Personal information
- Born: April 1926 Baltimore, Maryland, U.S.
- Died: February 15, 2014 (aged 87) Baltimore, Maryland, U.S.
- Listed height: 6 ft 2 in (1.88 m)
- Listed weight: 185 lb (84 kg)

Career information
- High school: Loyola (Towson, Maryland)
- College: Loyola (Maryland) (1943–1944, 1946–1949)
- NBA draft: 1949: ?? round, ??
- Drafted by: Washington Capitols
- Position: Forward
- Number: 16

Career highlights
- NCAA scoring champion (1947);
- Stats at Basketball Reference

= Jim Lacy =

American basketball player (1926–2014)

James Joseph Lacy Jr. (April 1926 – February 15, 2014) was an American basketball player for Loyola College of Maryland in 1943–44 and then 1946–47 to 1948–49. He was regarded as one of the top college basketball scorers of his era.

==College career==
As a freshman for the Loyola Greyhounds in 1943–44, Lacy was the state's leading scorer. He turned 18 after the season and subsequently enlisted in the United States Navy due to World War II. He later returned to Loyola and led the nation in scoring in 1946–47 at 20.8 points per game. On February 3, 1947, he had perhaps the most memorable game of his career against the #1 team in the east, Seton Hall, when he scored 20 points to lead Loyola to a 54–53 upset.

In his junior year, Lacy finished second in the national scoring race. He scored 44 points in a game against Western Maryland to set a school record that still stands. He was team captain during his senior year. From 1946 to 1949, he led the Greyhounds to three Mason-Dixon Conference championships and its first NAIA tournament win. He was the first player in NCAA history to score 2,000 career points, finishing at 2,154. Despite playing before the introduction of the three-point shot, he is still Loyola's all-time leader in points scored. He also holds the school records for career field goals (796) and career free throws made (613).
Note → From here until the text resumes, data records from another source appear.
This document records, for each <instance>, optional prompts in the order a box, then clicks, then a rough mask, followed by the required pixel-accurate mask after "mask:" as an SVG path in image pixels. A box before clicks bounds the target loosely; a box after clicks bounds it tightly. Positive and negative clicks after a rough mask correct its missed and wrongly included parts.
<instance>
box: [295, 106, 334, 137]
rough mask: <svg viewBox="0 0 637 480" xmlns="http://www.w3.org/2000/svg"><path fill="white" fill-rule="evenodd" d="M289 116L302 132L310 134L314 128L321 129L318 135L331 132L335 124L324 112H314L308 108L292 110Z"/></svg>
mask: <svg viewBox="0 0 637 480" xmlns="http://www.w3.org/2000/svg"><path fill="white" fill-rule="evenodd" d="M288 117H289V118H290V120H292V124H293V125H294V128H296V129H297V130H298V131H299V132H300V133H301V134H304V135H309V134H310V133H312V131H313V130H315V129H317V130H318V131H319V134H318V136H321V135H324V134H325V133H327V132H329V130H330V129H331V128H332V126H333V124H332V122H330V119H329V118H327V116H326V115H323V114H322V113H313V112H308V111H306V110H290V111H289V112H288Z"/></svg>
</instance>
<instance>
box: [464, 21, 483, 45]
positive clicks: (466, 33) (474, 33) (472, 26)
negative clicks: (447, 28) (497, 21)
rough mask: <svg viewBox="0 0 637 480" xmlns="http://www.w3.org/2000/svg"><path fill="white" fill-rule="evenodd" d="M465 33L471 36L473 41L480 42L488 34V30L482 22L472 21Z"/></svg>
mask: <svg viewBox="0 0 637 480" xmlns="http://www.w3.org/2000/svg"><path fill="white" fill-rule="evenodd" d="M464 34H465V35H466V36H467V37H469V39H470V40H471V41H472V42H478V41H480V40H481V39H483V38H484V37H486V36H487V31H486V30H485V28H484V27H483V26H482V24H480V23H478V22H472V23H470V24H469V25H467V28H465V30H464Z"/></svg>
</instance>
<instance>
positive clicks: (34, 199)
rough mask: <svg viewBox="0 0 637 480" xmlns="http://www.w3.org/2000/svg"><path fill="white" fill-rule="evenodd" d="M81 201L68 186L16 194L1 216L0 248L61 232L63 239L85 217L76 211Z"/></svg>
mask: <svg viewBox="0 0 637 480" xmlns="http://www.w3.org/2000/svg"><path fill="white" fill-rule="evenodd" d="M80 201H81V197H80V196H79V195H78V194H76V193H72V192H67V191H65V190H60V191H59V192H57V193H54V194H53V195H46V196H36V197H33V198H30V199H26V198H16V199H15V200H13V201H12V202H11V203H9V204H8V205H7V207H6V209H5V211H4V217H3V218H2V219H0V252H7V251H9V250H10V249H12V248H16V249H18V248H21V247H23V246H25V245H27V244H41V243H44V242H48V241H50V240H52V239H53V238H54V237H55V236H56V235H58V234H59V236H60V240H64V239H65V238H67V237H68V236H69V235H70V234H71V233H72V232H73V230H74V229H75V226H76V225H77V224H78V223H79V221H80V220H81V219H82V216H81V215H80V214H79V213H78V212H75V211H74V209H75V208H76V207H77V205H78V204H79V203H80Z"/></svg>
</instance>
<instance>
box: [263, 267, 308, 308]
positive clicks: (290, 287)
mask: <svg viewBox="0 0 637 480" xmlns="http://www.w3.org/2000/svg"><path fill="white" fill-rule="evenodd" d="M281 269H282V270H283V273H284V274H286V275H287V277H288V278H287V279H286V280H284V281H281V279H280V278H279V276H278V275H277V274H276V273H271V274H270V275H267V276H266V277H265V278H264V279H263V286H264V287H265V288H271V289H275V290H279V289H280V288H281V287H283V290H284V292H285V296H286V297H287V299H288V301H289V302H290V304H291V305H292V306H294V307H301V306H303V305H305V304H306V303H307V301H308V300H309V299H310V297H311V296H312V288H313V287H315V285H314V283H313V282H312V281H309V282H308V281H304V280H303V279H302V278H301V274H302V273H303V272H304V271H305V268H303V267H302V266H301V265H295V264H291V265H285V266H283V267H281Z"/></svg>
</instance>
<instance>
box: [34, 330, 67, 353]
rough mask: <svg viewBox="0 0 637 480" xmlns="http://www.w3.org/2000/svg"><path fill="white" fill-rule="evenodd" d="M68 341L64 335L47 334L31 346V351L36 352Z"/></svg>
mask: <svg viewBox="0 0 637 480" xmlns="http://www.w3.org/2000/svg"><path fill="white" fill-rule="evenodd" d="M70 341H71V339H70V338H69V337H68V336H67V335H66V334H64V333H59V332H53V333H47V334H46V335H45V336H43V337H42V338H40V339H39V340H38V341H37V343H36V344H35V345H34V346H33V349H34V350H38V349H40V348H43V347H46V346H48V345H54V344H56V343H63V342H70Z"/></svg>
During his four years in college, he shot 79.8% from the free throw line.

==Later life==
Lacy was inducted into the Loyola College Hall of Fame. After college, he was drafted by the Washington Capitols of the Basketball Association of America. However, professional basketball did not interest him, and he never played in the NBA.

He stood at 6'2" and weighed 185 lbs. He later became the fire commissioner in Baltimore, Maryland.

==Death==
Lacy died of melanoma on February 15, 2014, at the age of 87. He was survived by four children. Dorothy, his wife of 57 years, died in 2006; a daughter died in 2009.